As the title pretty much tells, I’ve been working on fixing the Root-Disk-Multipathing feature of our XenServer installations. Our XenServer boot from a HA-enabled NetApp controller, however we recently noticed that during a controller fail-over some, if not all, paths would go offline and never come back. If you do a cf takeover and cf giveback in short succession, you’ll end up with a XenServer host that is unusable, as the Root-Disk would be pretty much non-responsive.

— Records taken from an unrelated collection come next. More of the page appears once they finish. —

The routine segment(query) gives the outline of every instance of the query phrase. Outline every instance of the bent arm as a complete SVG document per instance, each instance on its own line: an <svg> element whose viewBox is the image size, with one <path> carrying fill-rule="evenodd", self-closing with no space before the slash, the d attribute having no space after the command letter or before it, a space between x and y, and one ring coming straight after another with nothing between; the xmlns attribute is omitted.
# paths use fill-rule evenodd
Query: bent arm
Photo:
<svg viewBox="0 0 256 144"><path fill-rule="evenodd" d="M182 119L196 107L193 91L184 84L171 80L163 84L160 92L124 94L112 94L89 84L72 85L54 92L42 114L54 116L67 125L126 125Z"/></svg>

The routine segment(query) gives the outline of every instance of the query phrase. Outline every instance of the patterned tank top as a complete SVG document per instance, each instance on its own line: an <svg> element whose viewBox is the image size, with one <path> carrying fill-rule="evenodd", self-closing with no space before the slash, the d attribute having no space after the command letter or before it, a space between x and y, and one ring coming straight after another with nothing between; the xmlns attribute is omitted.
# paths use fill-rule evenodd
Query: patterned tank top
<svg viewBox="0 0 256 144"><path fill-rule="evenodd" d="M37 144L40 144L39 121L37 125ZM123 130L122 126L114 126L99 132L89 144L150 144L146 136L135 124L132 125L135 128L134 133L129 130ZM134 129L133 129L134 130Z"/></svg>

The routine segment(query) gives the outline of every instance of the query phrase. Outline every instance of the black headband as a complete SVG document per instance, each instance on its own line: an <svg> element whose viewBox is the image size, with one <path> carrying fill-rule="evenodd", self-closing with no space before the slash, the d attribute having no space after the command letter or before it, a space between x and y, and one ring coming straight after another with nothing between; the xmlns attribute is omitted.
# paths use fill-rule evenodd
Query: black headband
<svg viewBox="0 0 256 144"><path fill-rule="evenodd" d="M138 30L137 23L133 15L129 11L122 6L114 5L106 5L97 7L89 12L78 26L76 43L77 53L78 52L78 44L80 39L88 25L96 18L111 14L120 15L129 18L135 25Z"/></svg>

Guessing from that, there don’t seem to be that many people using XenServer with Boot-from-SAN. Otherwise Citrix/NetApp would have fixed that by now…. Anyhow, I went around digging in our XenServer’s. What I already did, was adjust the /etc/multipath.conf according to a bug report (or TR-3373). For completeness sake I’ll list it here:

 1
 2
 3
 4
 5
 6
 7
 8
 9
10
11
12
13
14
15
16
17
18
19
20
21
22
23
24
25
26
# Multipathing configuration for XenServer on NetApp ALUA
# enabled storage.
# TR-3732, revision 5

defaults {
        user_friendly_names no
        queue_without_daenon no
        flush_on_last_del yes
}

## some vendor specific modifications
devices {
        device {
                vendor "NETAPP"
                product "LUN"
                path_grouping_policy group_by_prio
                features "1 queue_if_no_path"
                getuid_callout "/sbin/scsi_id -g -u -s /block/%n"
                prio_callout "/sbin/mpath_prio_alua /dev/%n"
                path_checker directio
                failback immediate
                hardware handler "0"
                rr_weight uniform
                rr_min_io 128
        }
}

And as it turns out, this is the reason why we’re having such difficulties with the Multipathing. The information in TR-3373 is a bunch of BS (no, not everything but a single path is wrong, the getuid_callout) and thus the whole concept of Multipathing, Failover and High-Availibility (yeah, I know - if you want HA, don’t use XenServer 😛) is gone.